Can someone explain more? It sounds like their network routers are run on top of...

tweenagedream · on June 7, 2019

You have the gist I would say. It's important to understand that Google separates the control plane and data plane, so if you think of the internet, routing tables and bgp are the control part and the hardware, switching, and links are data plane. Often times those two are combined in one device. At Google, they are not.

So the part that sets up the routing tables talking to some global network service went down.

They talk about some of the network topology in this paper: https://ai.google/research/pubs/pub43837

It might be a little dated but it should help with some of the concepts.

Disclosure: I work at Google

tssva · on June 7, 2019

> Often times those two are combined in one device.

Even when they are combined in one device they are often separated on to control plane and data plane modules. Redundant modules are often supported and data plane modules can often continue to forward data based upon the current forwarding table at the time of control plane failure.

Often the control plane module will basically be a general purpose computer on a card running either a vendor specific OS, Linux or FreeBSD. For example Juniper routing engines, the control planes for Juniper routers, run Junos which is a version of FreeBSD on Intel X86 hardware.

bogomipz · on June 7, 2019

>"You have the gist I would say. It's important to understand that Google separates the control plane and data plane, so if you think of the internet, routing tables and bgp are the control part and the hardware, switching, and links are data plane. Often times those two are combined in one device. At Google, they are not."

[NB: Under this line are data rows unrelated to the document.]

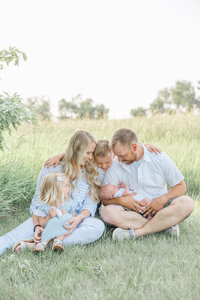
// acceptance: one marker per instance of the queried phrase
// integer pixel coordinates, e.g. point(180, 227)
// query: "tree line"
point(179, 98)
point(77, 107)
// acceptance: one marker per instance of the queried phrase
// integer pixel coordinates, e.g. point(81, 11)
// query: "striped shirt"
point(80, 193)
point(149, 178)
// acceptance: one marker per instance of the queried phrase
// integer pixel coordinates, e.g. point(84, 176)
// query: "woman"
point(78, 165)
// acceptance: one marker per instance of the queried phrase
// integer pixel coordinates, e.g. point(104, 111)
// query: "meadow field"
point(153, 267)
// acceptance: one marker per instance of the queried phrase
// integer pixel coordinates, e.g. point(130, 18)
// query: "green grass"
point(155, 267)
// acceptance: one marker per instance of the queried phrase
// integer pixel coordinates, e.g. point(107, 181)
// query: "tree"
point(40, 106)
point(162, 103)
point(138, 112)
point(183, 95)
point(11, 55)
point(12, 110)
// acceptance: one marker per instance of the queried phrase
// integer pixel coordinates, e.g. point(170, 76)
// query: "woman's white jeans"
point(88, 231)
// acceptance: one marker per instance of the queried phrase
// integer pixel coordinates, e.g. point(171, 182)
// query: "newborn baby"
point(110, 191)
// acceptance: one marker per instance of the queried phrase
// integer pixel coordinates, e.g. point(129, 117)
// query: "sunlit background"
point(119, 53)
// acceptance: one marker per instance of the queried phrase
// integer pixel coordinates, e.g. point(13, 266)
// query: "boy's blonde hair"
point(50, 189)
point(73, 158)
point(103, 147)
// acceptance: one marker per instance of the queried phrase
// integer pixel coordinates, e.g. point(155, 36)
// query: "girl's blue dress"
point(54, 227)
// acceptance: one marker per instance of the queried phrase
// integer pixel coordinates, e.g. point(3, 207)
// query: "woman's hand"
point(37, 234)
point(72, 224)
point(152, 148)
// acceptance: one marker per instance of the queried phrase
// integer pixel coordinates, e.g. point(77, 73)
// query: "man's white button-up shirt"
point(153, 174)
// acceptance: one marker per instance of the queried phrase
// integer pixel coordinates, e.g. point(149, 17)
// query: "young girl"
point(54, 198)
point(82, 228)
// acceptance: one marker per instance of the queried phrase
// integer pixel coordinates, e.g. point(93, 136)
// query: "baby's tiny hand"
point(122, 185)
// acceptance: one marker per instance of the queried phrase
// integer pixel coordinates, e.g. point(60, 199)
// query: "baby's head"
point(54, 188)
point(108, 191)
point(103, 155)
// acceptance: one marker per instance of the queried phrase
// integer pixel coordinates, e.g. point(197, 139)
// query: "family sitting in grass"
point(129, 178)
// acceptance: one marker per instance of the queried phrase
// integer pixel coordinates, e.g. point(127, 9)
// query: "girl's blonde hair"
point(73, 159)
point(50, 190)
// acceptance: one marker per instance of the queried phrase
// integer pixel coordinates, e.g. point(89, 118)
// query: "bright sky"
point(117, 52)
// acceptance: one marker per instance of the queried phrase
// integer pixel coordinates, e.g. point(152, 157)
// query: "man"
point(148, 174)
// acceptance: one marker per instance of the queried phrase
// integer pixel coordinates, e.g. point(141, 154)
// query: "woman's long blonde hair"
point(50, 190)
point(73, 159)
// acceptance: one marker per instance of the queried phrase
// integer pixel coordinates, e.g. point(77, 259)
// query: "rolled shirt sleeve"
point(90, 205)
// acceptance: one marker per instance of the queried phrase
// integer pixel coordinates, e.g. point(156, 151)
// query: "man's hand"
point(132, 204)
point(156, 205)
point(72, 224)
point(37, 234)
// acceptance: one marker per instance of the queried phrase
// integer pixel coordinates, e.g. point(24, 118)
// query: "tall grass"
point(27, 149)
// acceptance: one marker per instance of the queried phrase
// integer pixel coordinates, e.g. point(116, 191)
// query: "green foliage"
point(78, 108)
point(11, 55)
point(12, 110)
point(139, 112)
point(180, 98)
point(183, 95)
point(39, 106)
point(12, 114)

That's pretty much the definition of SDN(software defined networking.) The control plane is what programs the data plane - this is also true in traditional vendor routers as well. It sounds like when whatever TTL was on the forwarding tables(data plane) was reached the network outage began.

illumin8 · on June 7, 2019

It shouldn't. Amazon believes in strict regional isolation, which means that outages only impact 1 region and not multiple. They also stagger their releases across regions to minimize the impact of any breaking changes (however unexptected...)

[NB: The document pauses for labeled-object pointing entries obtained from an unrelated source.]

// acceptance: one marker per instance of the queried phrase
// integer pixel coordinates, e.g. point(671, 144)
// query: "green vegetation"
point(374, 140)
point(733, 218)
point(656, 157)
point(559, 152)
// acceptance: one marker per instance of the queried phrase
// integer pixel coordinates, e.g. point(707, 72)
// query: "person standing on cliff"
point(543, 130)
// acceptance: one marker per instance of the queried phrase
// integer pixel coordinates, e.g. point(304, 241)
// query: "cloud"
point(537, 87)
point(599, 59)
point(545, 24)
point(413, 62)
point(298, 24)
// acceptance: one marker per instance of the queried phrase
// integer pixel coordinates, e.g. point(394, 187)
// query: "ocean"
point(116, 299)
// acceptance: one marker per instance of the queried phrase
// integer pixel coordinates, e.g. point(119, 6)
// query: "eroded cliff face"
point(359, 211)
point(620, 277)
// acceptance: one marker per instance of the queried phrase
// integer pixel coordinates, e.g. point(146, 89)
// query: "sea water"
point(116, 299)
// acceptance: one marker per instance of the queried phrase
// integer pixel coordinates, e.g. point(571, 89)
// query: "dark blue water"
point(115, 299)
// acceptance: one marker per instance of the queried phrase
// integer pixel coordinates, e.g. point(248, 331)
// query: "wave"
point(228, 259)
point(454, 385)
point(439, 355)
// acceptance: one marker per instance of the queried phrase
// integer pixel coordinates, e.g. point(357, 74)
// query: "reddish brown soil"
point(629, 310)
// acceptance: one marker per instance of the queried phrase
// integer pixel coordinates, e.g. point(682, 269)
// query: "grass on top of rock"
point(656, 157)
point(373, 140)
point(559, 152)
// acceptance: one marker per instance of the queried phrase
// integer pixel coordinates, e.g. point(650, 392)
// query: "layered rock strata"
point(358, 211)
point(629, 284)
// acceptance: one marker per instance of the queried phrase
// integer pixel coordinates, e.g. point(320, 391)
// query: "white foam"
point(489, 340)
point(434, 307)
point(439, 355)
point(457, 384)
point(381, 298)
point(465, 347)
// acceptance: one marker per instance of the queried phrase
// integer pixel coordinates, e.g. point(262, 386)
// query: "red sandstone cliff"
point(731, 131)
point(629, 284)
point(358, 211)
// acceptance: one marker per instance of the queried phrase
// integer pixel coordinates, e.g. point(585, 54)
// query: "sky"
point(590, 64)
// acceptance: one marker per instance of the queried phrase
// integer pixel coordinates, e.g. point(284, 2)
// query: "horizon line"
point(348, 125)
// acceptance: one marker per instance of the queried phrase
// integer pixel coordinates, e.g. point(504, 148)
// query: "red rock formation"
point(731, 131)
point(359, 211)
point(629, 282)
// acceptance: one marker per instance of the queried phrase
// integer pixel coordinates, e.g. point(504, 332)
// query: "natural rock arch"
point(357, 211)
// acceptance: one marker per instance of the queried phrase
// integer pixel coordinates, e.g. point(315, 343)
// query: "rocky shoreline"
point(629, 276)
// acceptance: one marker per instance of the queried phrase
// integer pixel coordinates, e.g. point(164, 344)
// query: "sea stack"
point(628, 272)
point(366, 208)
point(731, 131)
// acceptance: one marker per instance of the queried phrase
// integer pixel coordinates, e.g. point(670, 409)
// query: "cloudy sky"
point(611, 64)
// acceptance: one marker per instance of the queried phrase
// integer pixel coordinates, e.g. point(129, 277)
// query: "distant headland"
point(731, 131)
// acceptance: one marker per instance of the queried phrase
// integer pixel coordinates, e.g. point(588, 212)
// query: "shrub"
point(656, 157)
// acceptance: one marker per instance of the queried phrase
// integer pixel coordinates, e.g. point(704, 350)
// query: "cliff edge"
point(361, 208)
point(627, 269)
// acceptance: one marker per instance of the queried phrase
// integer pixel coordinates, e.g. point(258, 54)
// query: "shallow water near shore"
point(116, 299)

YjSe2GMQ · on June 7, 2019

While I agree it sounds like their networking modules cross-talk too much - you still need to store the networking config in some single global service (like a code version control system). And you do need to share across regions some information on cross-region link utilization.

tgtweak · on June 7, 2019

Software defined datacenter depends on a control plane to do things below the "customer" level, such as migrate virtual machines and create virtual overlay networks. At the scale of a Google datacenter, this could reasonably be multiple entire clusters.

If there was an analog to a standard kubernetes cluster, I imagine it would be the equivalent of the kube controller manager.

For vmware guys, it would be similar to DRS killing all the vcenter VMs in all datacenters, and then on top of that having a few entire datacenters get rerouted to the remaining ones, which have the same issue.